Functions and the Processes They Generate

We have now considered the elements of programming: We have used primitive arithmetic operations, we have combined these operations, and we have abstracted these composite operations by defining them as compound functions. But that is not enough to enable us to say that we know how to program. Our situation is analogous to that of someone who has learned the rules for how the pieces move in chess but knows nothing of typical openings, tactics, or strategy. Like the novice chess player, we don't yet know the common patterns of usage in the domain. We lack the knowledge of which moves are worth making (which functions are worth defining). We lack the experience to predict the consequences of making a move (calling a function).

The ability to visualize the consequences of the actions under consideration is crucial to becoming an expert programmer, just as it is in any synthetic, creative activity. In becoming an expert photographer, for example, one must learn how to look at a scene and know how dark each region will appear on a print for each possible choice of exposure and development conditions. Only then can one reason backward, planning framing, lighting, exposure, and development to obtain the desired effects. So it is with programming, where we are planning the course of action to be taken by a process and where we control the process by means of a program. To become experts, we must learn to visualize the processes generated by various types of functions. Only after we have developed such a skill can we learn to reliably construct programs that exhibit the desired behavior.

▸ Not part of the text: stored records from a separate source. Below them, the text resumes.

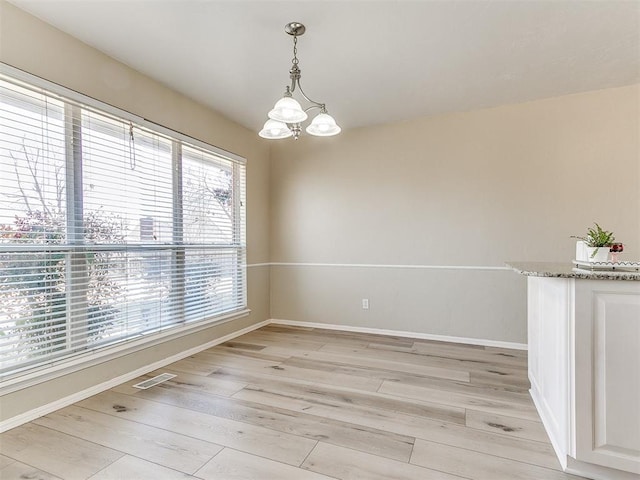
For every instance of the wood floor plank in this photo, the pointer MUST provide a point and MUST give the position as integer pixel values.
(199, 383)
(131, 468)
(55, 452)
(19, 470)
(460, 400)
(355, 359)
(259, 337)
(156, 445)
(488, 392)
(347, 464)
(261, 441)
(363, 417)
(304, 424)
(341, 397)
(522, 450)
(194, 366)
(6, 461)
(498, 377)
(234, 465)
(380, 368)
(478, 466)
(284, 372)
(230, 358)
(510, 426)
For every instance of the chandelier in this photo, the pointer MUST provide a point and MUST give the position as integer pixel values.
(287, 115)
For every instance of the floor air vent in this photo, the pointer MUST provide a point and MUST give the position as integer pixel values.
(152, 382)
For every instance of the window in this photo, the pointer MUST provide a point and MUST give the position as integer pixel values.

A function is a pattern for the local evolution of a computational process. It specifies how each stage of the process is built upon the previous stage. We would like to be able to make statements about the overall, or global, behavior of a process whose local evolution has been specified by a function. This is very difficult to do in general, but we can at least try to describe some typical patterns of process evolution.

In this section we will examine some common "shapes" for processes generated by simple functions. We will also investigate the rates at which these processes consume the important computational resources of time and space. The functions we will consider are very simple. Their role is like that played by test patterns in photography: as oversimplified prototypical patterns, rather than practical examples in their own right.